さらに深刻なのは、単一呼出では中間結果を検証する機会がないことである。序盤の誤り——ずれたアウトライン、誤った前提——は誰にも検査されないまま後続の処理に取り込まれ、最終出力まで静かに伝播する。壊れた出力を見ても、どの工程が原因かを特定できない。
コンテキスト
適用する:
- タスクを固定のサブタスクに明確かつクリーンに分解できる場合
- レイテンシと引き換えに精度を上げたい場合——各LLM呼出をより簡単なタスクにすることが本パターンの主目的
- draft→review→polish 型の、段階的洗練が品質を上げるワークフロー
適用しない(不要な)ケース:
- サブタスクが embarrassingly parallel で、直列化する理由がない場合(→ Parallelization)

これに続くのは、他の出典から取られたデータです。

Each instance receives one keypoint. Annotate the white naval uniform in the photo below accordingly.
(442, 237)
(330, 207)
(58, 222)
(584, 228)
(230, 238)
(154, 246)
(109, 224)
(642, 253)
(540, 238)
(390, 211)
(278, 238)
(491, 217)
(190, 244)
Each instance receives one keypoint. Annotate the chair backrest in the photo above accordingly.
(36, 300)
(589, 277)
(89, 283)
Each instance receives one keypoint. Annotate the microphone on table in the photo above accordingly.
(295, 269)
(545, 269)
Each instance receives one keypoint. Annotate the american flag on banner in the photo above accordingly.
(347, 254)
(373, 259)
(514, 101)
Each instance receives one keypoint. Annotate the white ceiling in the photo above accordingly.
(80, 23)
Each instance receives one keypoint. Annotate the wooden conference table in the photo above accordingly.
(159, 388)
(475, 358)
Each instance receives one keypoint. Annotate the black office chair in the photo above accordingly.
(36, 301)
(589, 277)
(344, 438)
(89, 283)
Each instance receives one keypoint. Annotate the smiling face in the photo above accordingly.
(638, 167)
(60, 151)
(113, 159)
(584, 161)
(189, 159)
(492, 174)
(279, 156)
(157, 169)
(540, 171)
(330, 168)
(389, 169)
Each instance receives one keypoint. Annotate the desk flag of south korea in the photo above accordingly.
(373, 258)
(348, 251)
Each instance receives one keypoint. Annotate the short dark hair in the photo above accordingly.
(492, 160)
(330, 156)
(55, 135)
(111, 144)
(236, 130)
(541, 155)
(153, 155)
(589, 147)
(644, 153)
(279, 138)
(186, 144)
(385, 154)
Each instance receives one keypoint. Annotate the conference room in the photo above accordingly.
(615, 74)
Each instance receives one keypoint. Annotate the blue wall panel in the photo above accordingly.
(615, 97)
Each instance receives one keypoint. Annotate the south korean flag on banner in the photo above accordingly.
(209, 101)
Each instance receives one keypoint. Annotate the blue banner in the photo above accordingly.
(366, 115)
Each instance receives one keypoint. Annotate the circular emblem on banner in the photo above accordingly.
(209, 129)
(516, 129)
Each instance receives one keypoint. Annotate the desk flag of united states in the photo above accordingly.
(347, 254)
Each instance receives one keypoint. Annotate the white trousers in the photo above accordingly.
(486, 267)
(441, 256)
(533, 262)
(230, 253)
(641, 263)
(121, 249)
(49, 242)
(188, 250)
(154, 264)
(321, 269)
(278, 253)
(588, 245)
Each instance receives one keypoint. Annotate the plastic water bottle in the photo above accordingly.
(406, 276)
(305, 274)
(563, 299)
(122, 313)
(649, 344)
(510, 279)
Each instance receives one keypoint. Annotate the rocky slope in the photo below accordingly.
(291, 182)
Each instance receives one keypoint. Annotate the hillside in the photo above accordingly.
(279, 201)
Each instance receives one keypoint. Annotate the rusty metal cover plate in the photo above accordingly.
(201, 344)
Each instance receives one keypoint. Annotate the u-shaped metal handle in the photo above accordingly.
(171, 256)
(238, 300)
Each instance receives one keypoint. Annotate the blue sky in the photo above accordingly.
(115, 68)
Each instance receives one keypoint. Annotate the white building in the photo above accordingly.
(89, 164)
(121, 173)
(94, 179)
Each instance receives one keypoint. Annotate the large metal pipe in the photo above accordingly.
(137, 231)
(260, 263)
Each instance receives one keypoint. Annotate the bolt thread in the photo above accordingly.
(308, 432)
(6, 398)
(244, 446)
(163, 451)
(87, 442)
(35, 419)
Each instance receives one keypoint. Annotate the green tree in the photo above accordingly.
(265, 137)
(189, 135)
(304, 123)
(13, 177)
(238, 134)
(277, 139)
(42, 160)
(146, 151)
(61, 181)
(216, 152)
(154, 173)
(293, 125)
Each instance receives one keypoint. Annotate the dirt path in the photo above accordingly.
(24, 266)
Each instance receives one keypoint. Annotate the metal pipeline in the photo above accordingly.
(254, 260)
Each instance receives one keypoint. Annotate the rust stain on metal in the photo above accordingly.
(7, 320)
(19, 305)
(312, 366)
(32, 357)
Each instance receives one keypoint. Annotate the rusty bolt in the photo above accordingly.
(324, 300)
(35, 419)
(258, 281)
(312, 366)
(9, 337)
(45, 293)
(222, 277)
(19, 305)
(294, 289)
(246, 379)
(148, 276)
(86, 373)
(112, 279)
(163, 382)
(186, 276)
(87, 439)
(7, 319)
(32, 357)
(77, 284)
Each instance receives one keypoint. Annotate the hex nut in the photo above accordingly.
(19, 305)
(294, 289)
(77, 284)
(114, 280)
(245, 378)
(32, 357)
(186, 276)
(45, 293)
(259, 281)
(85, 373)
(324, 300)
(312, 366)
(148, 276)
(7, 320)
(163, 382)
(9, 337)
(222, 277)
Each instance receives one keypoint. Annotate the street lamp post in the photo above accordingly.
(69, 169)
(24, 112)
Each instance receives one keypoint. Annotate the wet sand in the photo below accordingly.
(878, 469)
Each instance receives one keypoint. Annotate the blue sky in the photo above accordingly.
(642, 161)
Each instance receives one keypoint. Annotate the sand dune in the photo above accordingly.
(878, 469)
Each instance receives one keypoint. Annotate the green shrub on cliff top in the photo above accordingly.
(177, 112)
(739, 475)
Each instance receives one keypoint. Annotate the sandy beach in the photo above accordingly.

- 実行経路が動的で、後戻りや反復が必要な場合(→ ReAct、Evaluator-Optimizer)
- 段数が少なく、単一のLLM呼出で十分にこなせる場合。ワークフロー自体が不要なら作らない
解決
各段を単一責務に専門化したLLM呼出とし、前段の出力だけを入力として受け取るパイプラインを事前定義する。段間のゲートは決定論的コード(スキーマ検証・形式検証・ルールチェック)で実装し、不合格なら早期に停止するか、失敗理由を添えて前段へ差し戻す。次にどの段へ進むかはコードが決め、モデルには委ねない。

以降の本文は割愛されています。